Uzat elini Ey Dost rûhum sevgine muhtaç!
Sensin derdime derman!
Hasretle yananlara vuslat yollarını aç!
Kalksın perde aradan!
Lütfunla her an gönlümde ayrı bir nevbahâr,
Canım yoluna kurban!
Her yerde ağın âşikâr, rûhum sana şikâr;
Olsun katlime ferman!
Gerçi cürmüm çok ama, gönlüm de tutkun Sana;
Ben bir muhtâc-ı ihsan..
İnayetinle al kalbimi kendinden yana!
Ey kulunu Yaratan!
Nefsim mavi, mor, pembe renklerle geceliyor,
Her hâlim Sana ayân..
Buruk vicdanım her zaman Seni heceliyor,
Yoktur ilmine pinhân...
Görsem şayet göreceğimi aklım dağılır,
Işığın mâh-ı tâbân..
Hülyâlarım rengini sırlı ufkundan alır,
Çağlar rûhumda ziyân.
Hep kara yalnızlık soluklar Sensiz sîneler,
Hicranla yanar vicdan..
Nûrunun lem’asına cihan verilse değer,
Işığın bize burhan..
Seninle güneş gibi parlar hayatın sonu,
Damlalar olur umman...
Duyarlar ufuk ötesi yaşayanlar bunu,
Bu ne yüce bir irfan!
Cevap: Kırık mızrap 1 – 2
ÖLÜMLE ARALANAN KAPI
Ne hülyâlarla gelir gelenler bu dünyaya,
Her gelen tıpkı bir bayram sihriyle duyulur;
Oysa ilk adımla yolculuk başlar ukbâya,
Birer birer gelenler bir bir yola koyulur...
Bahar kokuları tüterken doğum evinde,
Esiverir kapı komşuda acı bir hazan..
Ve ötelere yol görünür günün birinde,
Kimsesiz rûhları sarar kapkara bir hicran:
Kararır aklın boşluğunda sınırsız gökler..

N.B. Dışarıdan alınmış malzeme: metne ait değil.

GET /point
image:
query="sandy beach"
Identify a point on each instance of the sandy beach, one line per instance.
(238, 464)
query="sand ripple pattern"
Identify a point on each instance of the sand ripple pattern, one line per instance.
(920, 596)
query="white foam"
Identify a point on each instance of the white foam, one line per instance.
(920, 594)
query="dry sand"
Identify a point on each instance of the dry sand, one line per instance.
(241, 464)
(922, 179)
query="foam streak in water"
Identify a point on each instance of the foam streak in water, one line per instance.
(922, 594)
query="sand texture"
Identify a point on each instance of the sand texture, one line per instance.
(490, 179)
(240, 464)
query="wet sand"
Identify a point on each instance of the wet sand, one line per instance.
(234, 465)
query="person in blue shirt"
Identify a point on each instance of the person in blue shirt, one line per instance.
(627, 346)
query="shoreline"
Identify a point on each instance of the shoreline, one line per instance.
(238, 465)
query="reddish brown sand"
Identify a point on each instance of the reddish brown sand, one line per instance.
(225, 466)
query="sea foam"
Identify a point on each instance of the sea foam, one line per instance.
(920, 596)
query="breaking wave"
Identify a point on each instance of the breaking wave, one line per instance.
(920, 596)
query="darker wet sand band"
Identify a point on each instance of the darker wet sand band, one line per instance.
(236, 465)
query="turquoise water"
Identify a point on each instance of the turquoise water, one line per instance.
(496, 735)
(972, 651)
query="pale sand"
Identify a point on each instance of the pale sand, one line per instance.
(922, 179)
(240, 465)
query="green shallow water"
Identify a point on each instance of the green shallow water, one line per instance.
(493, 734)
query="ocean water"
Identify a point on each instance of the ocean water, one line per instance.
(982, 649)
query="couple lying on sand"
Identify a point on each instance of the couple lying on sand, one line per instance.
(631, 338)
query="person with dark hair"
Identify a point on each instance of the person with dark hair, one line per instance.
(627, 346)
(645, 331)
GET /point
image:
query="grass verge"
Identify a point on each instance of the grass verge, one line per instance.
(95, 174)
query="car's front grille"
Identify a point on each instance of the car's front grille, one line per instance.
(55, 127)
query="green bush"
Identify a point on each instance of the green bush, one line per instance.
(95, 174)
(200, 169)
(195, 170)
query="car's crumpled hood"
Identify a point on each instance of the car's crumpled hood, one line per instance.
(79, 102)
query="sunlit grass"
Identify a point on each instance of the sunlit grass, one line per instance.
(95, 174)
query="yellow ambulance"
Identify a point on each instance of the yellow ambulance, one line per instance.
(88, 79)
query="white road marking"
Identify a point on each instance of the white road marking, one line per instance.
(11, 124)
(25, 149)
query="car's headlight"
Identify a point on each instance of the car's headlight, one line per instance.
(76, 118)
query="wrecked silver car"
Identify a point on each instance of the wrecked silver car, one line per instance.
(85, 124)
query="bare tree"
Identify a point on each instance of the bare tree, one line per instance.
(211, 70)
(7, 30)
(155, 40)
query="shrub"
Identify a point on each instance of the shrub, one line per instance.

Ve kalb ufkuna üst üste yıldırımlar iner;
Bir meçhule doğru insan, sürünür, emekler,
Ürperir duyduklarıyla ve çılgına döner.
Yaşadığı dünkü sahillerden açıldıkça,
Hayat içindeki elemleri duya duya;
Kör-topal rûhundaki boşluklara daldıkça,
Sürüklendiğini sanır bir karanlık koya...
Sonunda deliniverir o lezzetli uyku,
Görünür hayat dedikleri yalanın dibi,
Rüyâ biter, ağarır gerçek âlemin ufku,
Salar hislere ürpertiler sûr sesi gibi...
Durmaz yürür bakarak bir ileri, bir geri,
Eski dünyası yıkık, yenisi de belirsiz;
Aralar ölüm duygusu bir bir perdeleri,
Ufuktaki ayın göründüğünden de sessiz...
Hayrette kalır rûh, dehşetle irkilir insan,
Sürüklenir yığınlar takılmadan engele.
Hazanla sararmış yapraklar gibidir her yan,
Savrulur kapılmışçasına bir deli yele...
Koşarlar gözleri mıhlanmış gibi ileriye,
Orda kopkoyudur zaman, ses vermez saatler;
İsteseler de artık dönemezler geriye,
Değişmiştir yer-gök, yağar her yana âyetler...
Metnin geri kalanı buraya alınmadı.